Così, per caso

La parte più difficile non è decidere se fare o non fare… la parte più difficile è assumersi la responsabilità… di averla fatta una scelta…

Ormai, dopo aver attraversato quel campo minato che è il corso della nostra esistenza, abbiamo compreso quanta poliedricità esiste nel mondo degli esseri umani e constatato, perché più volte ci è capitato di imbatterci in determinate situazioni, che esiste un indefinito spartiacque tra soggetti più propositivi, che prendono in mano le redini delle cose e delle situazioni agendo perché è nella loro natura farlo, e altri invece che preferiscono siano gli altri a esporsi e muovere azioni perché non rientra nel loro modo di essere il prendere iniziative. Abbiamo anche accettato quella strana legge per la quale gli opposti si attraggono o, quanto meno, ci si sente spesso attratti da chi è molto diverso dal nostro modo di agire, un po’ perché altrimenti dovremmo ricoprire un ruolo che non ci appartiene, un po’ perché si cerca sempre di ottenere ciò che ci sembra più irraggiungibile ed enigmatico.

Perciò, ben consci di quale sia la riva alla quale apparteniamo, sappiamo di doverci adeguare e andiamo avanti di conseguenza. Se rientriamo nella categoria dei decisionisti ci troviamo a nostro agio nell’essere quelli che parlano di più, che sono consapevoli delle proprie emozioni e di come comunicarle, che confessano in modo diretto e inequivocabile, le intenzioni e le scelte che vorremmo fare. Di contro gli altri, quelli più fermi che fanno del non detto e del lasciato intendere la loro condizione naturale, si sentono sollevati perché tutto ciò che pensano e fanno è soggetto a una doppia interpretazione che lascia loro aperta una via di fuga, un equilibrismo tra il sì e il no da cui tenersi la possibilità di negare affermando e di affermare negando.

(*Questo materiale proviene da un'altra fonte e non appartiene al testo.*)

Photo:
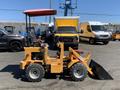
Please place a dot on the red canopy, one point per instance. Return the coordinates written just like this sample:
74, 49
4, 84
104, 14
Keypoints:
40, 12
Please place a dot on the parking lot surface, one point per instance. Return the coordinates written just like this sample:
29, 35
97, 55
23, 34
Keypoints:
106, 55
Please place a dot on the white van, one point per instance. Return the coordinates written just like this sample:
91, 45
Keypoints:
94, 32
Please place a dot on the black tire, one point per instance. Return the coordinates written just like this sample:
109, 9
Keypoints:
92, 41
15, 46
105, 42
76, 46
35, 72
78, 72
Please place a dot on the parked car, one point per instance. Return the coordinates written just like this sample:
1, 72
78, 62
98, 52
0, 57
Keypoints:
11, 41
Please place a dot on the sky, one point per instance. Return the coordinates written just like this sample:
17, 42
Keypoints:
88, 10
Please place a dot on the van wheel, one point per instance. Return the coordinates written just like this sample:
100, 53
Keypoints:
15, 46
105, 42
78, 72
91, 41
35, 72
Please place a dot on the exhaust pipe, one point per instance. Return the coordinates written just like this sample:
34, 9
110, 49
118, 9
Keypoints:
99, 72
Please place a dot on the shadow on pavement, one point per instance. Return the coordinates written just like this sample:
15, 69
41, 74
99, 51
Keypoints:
15, 71
99, 72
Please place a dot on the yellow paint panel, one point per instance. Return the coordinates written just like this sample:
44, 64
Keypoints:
66, 35
67, 22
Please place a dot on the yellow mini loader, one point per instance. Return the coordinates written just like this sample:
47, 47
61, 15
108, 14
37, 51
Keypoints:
37, 62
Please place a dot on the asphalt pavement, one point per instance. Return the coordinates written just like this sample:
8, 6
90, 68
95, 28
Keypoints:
106, 55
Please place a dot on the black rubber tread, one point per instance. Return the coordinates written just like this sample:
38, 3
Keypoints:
93, 42
18, 44
105, 42
41, 71
78, 66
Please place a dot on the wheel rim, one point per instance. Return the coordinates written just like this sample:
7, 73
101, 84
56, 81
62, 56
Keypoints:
15, 46
79, 73
91, 41
34, 73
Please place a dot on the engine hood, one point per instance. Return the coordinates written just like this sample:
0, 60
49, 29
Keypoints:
101, 33
15, 35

E questo loro gioco ci intrappola, ci lega, ci affascina al punto di indurci sempre di più a fare dei passi verso il comprendere, il leggere tra le righe, l’interpretare segnali e frasi buttate lì apparentemente per caso ma che regolarmente sortiscono l’effetto voluto cioè quello di portarci a esporci, interpretando il desiderio dell’altro.

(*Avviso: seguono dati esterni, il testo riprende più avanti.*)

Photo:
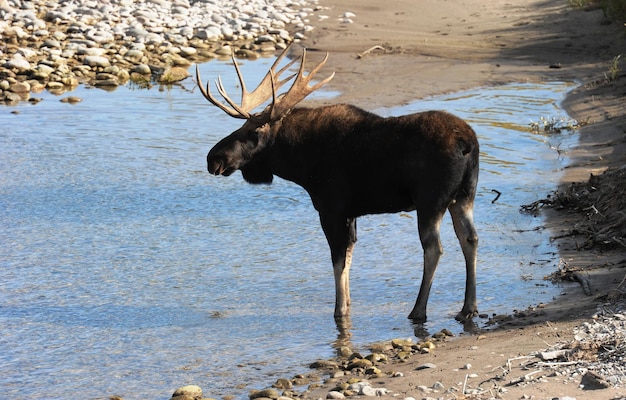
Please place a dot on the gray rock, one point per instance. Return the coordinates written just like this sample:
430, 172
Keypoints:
96, 61
190, 390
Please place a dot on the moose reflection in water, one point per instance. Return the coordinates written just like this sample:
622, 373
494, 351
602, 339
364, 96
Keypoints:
352, 163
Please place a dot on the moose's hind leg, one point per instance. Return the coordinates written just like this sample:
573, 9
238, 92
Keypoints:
462, 218
428, 226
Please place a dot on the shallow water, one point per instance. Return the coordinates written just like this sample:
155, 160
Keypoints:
127, 269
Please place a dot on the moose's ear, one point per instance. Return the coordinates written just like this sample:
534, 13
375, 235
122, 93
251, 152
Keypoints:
263, 129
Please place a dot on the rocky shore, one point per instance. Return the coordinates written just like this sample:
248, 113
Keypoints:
55, 46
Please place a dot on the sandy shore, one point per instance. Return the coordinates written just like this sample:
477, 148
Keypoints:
432, 47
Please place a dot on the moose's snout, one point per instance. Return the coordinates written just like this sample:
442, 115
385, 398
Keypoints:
218, 166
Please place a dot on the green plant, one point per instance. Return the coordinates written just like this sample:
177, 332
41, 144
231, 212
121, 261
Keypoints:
554, 125
614, 69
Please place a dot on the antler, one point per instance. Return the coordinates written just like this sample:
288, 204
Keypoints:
249, 100
299, 89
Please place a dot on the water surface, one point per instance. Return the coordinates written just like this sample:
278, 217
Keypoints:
127, 269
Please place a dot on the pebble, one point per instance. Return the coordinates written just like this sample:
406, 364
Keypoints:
56, 43
193, 391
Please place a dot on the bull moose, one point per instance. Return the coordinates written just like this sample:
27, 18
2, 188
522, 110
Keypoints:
353, 162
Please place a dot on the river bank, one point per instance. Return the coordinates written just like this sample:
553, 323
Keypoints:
394, 53
439, 49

Perché per alcuni soggetti è così difficile prendere l’iniziativa?

Per quale motivo, se si vuole qualcosa, anziché prenderselo fanno intendere all’altro di volerlo portandolo a fare una scelta per entrambi?

E’ davvero così terribile decidere autonomamente e comportarsi in modo coerente rispetto alla decisione presa?

Come mai se i decisionisti restano fermi gli esitanti fanno dei piccoli passettini in avanti per dimostrare, o meglio lasciar intendere, ciò che vorrebbero ma mai prendendo una posizione definita?

La parola chiave di tutto questo domandarci sembra essere una sola: responsabilità. Se si assume un atteggiamento attivo, determinato e inequivocabile, è chiaro che si è anche consapevoli di farsi carico della scelta, del successo e del fallimento di qualcosa, sia che si tratti di cose pratiche, sia che si tratti di questioni emotive, e questo spesso fa paura. Fa paura perché lo sbaglio viene visto come un fallimento, paura perché l’incertezza che sembra essere parte integrante della mentalità di alcuni è delimitante e li porta a stare ben sicuri all’interno della loro zona di comfort, quel guscio ovattato dentro cui non c’è possibilità di esporsi a nessun rischio. E fa paura, e anche molta, a chi dietro questa esitanza nasconde invece un gioco ben macchinato per togliersi dall’impaccio del sentir recriminare, o del sentirsi puntare il dito per aver detto o fatto cose da cui poi vuole potersi tirare indietro, se le circostanze lo rendono necessario.

Ma noi decisionisti ormai non giochiamo più a quel gioco e ricordiamo perfettamente gli atteggiamenti con cui ci hanno indotti ad agire perciò, al di là delle parole non dette e delle cose non fatte, delle interpretazioni che abbiamo dato ai loro comportamenti cuciti ad arte per portarci esattamente dove hanno voluto loro, li riconduciamo mani e piedi dentro il loro gioco facendogli capire che abbiamo perfettamente compreso cosa stavano tentando di fare, che siamo stati noi ad assecondarli, che hanno potuto vincere solo perché glielo abbiamo concesso. E così, mettendo un punto al nostro agire ma spiegandogli esattamente e chiaramente – noi – il perché, li poniamo nelle condizioni di prendere una posizione, assumersene la responsabilità oppure lasciare, mollare il colpo e andare verso qualcuno che non ha ancora capito, che non sa ancora come aggirare le sabbie mobili, che non è ancora in grado di districarsi dalla rete che lanceranno.

Perché a noi, in fondo, nel bene e nel male, piace prenderle le decisioni, ovunque conducano.